Такъ жутко мчаться по лѣсной дорогѣ въ неизвѣстную даль, пьянѣя отъ вѣтра и зазывныхъ таежныхъ воевъ, что рождаются въ берлогахъ и оврагахъ.

Пахнуло отъ земли ночнымъ холодомъ: на глубинѣ аршина подъ почвой лежитъ вѣчный ледъ, храня останки допотопныхъ мамонтовъ: изъ этихъ ледяныхъ могилъ доносится до насъ голосъ тысячелѣтій.

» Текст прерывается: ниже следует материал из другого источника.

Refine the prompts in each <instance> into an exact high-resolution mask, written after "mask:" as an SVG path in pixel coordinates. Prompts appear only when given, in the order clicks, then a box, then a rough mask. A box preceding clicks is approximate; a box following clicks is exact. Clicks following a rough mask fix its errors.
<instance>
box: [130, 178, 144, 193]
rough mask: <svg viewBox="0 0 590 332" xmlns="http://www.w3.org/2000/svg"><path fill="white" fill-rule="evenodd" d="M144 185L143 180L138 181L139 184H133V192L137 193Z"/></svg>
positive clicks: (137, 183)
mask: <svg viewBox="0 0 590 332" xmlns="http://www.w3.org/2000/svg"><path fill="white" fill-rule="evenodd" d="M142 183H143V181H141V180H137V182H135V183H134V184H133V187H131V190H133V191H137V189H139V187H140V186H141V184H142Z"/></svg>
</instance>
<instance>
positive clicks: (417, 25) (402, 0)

Сулусъ знаетъ, что въ полунощный часъ слетаются духи съ вершинъ серебряныхъ горъ къ намъ въ таежную долину. Надо быть серьезной и молиться бѣлому богу Христу и чернымъ абасыларъ и разнымъ другимъ богамъ. Сулусъ притихла, прижалась ко мнѣ и бормочетъ молитву какому то милому демону. «У него золотистые волосы, кудрявые, падающіе съ темени до плечъ». Его отецъ – солнце, его мать – луна. Они отпустили своего возлюбленнаго сына въ зеленый міръ, но люди привязали его къ дереву и стрѣлами изранили его грудь. И потомъ взялись за руки и плясали вокругъ дерева, пока текла по груди его алая кровь.

Алая кровь, какъ розы вечернія, что недавно погасли за черной тайгой.

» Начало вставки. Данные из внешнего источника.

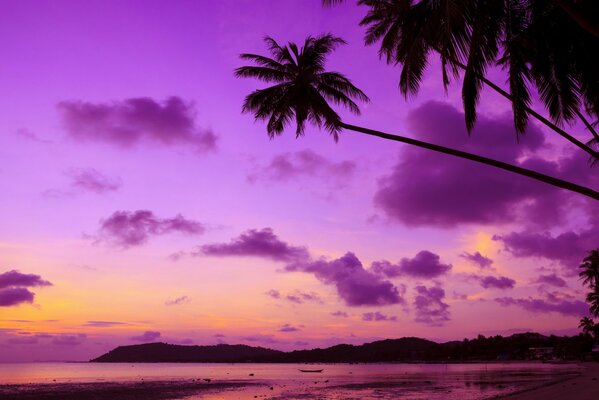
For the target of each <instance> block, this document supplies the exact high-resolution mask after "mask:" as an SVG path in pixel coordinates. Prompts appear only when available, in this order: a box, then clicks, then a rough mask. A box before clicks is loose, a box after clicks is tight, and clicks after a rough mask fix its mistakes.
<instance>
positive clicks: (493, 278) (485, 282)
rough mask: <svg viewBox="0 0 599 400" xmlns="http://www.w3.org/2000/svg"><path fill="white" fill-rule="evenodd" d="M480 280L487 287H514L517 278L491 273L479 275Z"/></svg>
mask: <svg viewBox="0 0 599 400" xmlns="http://www.w3.org/2000/svg"><path fill="white" fill-rule="evenodd" d="M479 282H480V285H481V286H482V287H484V288H485V289H513V288H514V286H515V285H516V281H515V280H513V279H511V278H508V277H505V276H500V277H498V278H496V277H494V276H490V275H489V276H481V277H479Z"/></svg>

«Табтыбынъ» – шепчетъ Сулусъ влюбленными губами. И неизвѣстно, кого она любитъ – меня или златокудраго демона, изъязвленнаго стрѣлами, страдающаго демона.

Сейчасъ ночь. Глаза. тихо смыкаются. Смутно чувствуешь колыханье телѣги, едва слышишь звонъ бубенцовъ.

И вдругъ тянетъ влагой. Ѣдемъ по низкому озерному берегу. Все закутано въ зеленовато-сѣрый туманъ. Въ трехъ шагахъ не видно дерева. И какъ будто мы плывемъ надъ землей, водимые луной по колдовскимъ тропамъ.

Лошади влажно фыркаютъ; безпокойно обмахиваются хвостами; и якутъ-ямщикъ полусоннымъ голосомъ поетъ о туманѣ, о щербатой лунѣ, о черномъ кузнецѣ-шаманѣ и о жестокой царевнѣ, казнившей молодого тойона за его дерзкую любовь.

Какъ странно звучитъ въ туманѣ дикая, заунывная пѣснь! Какъ все кажется неизъяснимо чудеснымъ. И самъ себѣ кажешься другимъ, какъ будто бы вернувшимся въ лоно сырой земли. И хочется привѣтствовать крикомъ эту зеленоокую пустыню.

Ночь притаилась въ тайгѣ. Но вижу, какъ сверкаютъ ея глаза, какъ змѣятся черныя кудри, какъ жестоко смѣются ея пьяныя уста. Иногда она подымается вмѣстѣ съ туманомъ и скользитъ среди елей и березъ, и тогда слышно ея неровное дыханье. И шопотъ ея похожъ на шуршанье печальныхъ травъ. Вотъ она стоитъ надъ озеромъ и гадаетъ. Изъ-подъ темно-синихъ соболей бѣлѣетъ воздѣтая къ звѣздамъ рука. И кто-то рядомъ притаился въ темной дохѣ и бряцаетъ шаманскимъ бубномъ. Вотъ сейчасъ пойдетъ ворожея по млечному пути, поведетъ за собой ночной хороводъ, влюбляя въ себя міръ. Какъ царственная траурная птица рѣетъ надъ землей, вознося высоко благую вѣсть надъ полями, озерами и праматерью тайгой.